No artigo publicado na Science, os pesquisadores sugerem que o homem de Nesher Ramla pode representar essa população, até então ausente do registro de fósseis humanos. Além disso, os pesquisadores propõem que os humanos de Nesher Ramla não são os únicos de sua espécie descobertos na região e que alguns fósseis humanos encontrados anteriormente em Israel que confundiram os antropólogos durante anos – como os fósseis da caverna Tabun (160 mil anos atrás), da caverna Zuttiyeh (250 mil) e da caverna Qesem (400 mil) – pertencem ao mesmo novo grupo humano agora chamado de homem de Nesher Ramla.

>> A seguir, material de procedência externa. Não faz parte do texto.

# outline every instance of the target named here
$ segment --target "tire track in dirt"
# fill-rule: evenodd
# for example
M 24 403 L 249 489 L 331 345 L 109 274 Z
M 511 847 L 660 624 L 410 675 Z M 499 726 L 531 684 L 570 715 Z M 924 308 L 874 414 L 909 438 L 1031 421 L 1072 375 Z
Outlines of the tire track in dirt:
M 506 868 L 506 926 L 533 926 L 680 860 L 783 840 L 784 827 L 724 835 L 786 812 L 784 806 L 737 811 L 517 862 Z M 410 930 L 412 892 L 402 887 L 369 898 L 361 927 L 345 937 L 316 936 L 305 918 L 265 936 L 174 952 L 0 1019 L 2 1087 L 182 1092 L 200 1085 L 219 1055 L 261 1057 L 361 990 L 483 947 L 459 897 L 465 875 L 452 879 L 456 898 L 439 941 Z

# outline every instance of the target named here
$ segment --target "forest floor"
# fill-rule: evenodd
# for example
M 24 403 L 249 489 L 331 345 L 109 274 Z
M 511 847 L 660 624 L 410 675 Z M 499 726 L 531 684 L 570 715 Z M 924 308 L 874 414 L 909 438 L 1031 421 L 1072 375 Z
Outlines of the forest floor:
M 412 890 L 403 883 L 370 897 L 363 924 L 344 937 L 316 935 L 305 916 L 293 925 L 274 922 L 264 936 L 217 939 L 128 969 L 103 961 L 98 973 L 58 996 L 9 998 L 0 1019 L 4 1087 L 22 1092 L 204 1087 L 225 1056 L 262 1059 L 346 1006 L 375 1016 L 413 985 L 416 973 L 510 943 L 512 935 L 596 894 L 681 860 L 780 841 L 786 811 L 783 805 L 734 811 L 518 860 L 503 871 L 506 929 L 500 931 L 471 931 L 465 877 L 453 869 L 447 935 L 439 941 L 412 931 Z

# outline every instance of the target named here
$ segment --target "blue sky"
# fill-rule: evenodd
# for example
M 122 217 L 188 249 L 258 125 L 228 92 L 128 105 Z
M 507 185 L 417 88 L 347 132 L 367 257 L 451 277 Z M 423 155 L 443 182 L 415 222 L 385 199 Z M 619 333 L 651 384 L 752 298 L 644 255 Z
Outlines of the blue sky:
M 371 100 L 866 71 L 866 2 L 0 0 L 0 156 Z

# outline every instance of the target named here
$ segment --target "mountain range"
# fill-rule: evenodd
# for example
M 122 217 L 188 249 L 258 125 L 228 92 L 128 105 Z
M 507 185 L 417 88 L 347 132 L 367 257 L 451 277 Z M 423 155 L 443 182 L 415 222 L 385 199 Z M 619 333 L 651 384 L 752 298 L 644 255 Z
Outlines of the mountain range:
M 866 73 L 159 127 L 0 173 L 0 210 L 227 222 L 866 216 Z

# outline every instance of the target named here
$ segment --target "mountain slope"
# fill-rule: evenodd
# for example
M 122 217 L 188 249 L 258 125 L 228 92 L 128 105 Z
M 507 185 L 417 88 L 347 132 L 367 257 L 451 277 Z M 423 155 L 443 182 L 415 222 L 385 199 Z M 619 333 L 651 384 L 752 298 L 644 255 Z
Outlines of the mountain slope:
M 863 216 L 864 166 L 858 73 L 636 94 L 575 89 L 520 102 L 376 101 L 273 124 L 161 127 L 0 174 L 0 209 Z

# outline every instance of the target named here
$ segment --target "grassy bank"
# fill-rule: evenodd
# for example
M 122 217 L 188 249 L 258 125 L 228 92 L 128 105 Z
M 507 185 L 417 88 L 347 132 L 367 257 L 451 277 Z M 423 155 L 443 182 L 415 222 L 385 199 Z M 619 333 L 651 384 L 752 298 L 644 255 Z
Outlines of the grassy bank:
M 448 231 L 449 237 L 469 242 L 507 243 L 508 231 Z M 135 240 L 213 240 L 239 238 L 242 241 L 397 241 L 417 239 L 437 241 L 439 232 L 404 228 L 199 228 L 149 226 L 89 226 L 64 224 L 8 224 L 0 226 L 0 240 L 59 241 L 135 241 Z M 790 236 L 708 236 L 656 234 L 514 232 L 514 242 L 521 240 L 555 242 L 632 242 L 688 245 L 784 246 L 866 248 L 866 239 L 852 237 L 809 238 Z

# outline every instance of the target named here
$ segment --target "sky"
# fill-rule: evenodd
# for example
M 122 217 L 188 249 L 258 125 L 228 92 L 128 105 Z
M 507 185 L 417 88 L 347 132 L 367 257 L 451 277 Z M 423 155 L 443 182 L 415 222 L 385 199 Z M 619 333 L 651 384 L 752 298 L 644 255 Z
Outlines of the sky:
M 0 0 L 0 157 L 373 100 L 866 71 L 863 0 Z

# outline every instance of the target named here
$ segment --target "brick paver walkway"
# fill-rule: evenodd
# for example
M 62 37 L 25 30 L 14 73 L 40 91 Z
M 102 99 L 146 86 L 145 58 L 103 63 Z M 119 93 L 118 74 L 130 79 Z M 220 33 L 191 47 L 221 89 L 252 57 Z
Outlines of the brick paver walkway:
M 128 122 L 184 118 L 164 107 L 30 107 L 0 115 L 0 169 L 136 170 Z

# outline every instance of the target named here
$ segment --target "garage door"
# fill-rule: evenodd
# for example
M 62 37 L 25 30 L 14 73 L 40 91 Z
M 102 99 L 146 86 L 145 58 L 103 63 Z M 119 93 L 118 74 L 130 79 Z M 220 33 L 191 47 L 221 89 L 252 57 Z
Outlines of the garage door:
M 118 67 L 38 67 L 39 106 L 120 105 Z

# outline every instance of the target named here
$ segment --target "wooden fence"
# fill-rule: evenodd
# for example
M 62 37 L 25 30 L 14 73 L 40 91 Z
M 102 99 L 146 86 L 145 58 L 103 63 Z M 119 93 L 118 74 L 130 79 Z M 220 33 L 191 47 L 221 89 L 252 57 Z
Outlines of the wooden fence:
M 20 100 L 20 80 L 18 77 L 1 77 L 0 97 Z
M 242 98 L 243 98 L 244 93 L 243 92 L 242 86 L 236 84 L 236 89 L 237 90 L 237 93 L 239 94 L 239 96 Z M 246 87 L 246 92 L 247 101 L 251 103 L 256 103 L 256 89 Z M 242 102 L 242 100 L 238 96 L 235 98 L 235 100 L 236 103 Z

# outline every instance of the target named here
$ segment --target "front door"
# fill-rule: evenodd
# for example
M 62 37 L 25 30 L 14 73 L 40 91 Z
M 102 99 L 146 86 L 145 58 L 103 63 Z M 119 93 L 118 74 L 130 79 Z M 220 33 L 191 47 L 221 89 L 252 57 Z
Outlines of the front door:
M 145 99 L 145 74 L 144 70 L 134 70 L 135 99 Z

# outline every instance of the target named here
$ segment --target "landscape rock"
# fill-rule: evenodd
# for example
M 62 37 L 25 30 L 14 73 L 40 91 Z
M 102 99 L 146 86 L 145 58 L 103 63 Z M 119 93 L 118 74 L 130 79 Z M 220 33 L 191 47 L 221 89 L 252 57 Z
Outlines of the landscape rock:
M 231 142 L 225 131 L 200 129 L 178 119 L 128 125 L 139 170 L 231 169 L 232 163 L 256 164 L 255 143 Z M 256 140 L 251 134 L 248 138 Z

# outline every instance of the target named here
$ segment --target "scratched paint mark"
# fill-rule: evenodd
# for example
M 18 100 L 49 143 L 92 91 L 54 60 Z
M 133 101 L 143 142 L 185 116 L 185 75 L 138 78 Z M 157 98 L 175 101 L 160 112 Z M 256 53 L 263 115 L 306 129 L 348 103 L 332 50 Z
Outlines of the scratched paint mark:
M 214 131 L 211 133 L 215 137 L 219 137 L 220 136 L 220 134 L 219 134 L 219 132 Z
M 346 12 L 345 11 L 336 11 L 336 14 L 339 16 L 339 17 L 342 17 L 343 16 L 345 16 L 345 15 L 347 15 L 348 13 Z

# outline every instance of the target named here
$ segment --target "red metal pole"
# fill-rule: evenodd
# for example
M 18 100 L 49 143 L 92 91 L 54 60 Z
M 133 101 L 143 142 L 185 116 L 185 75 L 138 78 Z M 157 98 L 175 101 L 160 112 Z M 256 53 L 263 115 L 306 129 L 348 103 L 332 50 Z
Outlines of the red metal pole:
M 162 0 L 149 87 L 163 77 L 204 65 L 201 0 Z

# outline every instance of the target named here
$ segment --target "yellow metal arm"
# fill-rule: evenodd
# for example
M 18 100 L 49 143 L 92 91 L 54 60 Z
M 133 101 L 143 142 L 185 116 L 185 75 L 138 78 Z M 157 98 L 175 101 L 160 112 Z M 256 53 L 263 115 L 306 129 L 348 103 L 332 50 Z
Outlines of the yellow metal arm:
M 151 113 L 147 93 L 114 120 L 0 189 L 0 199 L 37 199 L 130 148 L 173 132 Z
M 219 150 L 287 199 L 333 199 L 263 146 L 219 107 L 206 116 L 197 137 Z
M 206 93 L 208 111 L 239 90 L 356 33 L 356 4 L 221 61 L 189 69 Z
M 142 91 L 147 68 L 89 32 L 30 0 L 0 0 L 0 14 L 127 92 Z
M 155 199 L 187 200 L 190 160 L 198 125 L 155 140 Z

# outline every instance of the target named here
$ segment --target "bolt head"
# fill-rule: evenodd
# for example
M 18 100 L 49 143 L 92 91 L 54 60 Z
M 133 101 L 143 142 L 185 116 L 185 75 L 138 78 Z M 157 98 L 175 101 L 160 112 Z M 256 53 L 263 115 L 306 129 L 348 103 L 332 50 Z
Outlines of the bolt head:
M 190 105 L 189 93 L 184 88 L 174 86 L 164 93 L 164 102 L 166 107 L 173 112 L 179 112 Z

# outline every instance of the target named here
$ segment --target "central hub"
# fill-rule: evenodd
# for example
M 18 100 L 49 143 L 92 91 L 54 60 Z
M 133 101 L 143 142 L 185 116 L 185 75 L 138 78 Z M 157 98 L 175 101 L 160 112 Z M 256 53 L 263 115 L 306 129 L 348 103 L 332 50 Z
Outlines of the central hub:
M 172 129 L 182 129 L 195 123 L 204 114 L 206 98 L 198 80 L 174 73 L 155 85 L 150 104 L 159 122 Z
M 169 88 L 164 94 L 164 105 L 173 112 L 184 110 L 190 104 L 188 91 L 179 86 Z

“As pessoas pensam em paradigmas”, disse a drª Rachel Sarig. “É por isso que esforços têm sido feitos para atribuir esses fósseis a grupos humanos conhecidos como o Homo sapiens, Homo erectus, Homo heidelbergensis ou os neandertais. Mas agora dizemos: Não. Esse é um grupo em si, com aspectos e características distintos. Em um estágio posterior, pequenos grupos do tipo Homo Nesher Ramla migraram para a Europa, onde evoluíram para os neandertais “clássicos” com os quais estamos familiarizados. E também para a Ásia, onde se tornaram populações arcaicas com características semelhantes às dos neandertais. Como uma encruzilhada entre a África, Europa e Ásia, a terra de Israel serviu como um caldeirão onde diferentes populações humanas se misturaram, para posteriormente se espalharem pelo Velho Mundo. A descoberta do sítio de Nesher Ramla escreve um capítulo novo e fascinante na história da humanidade.”

O prof. Gerhard Weber, da Universidade de Viena, coautor do estudo, argumentou que a história da evolução dos neandertais será contada de forma diferente após essa descoberta. “A Europa não foi o refúgio exclusivo dos neandertais de onde eles ocasionalmente se difundiram para a Ásia Ocidental”, disse ele. “Achamos que houve muito mais troca lateral na Eurásia, e que o Levante é geograficamente um ponto de partida crucial, ou pelo menos a cabeça de ponte, para esse processo.”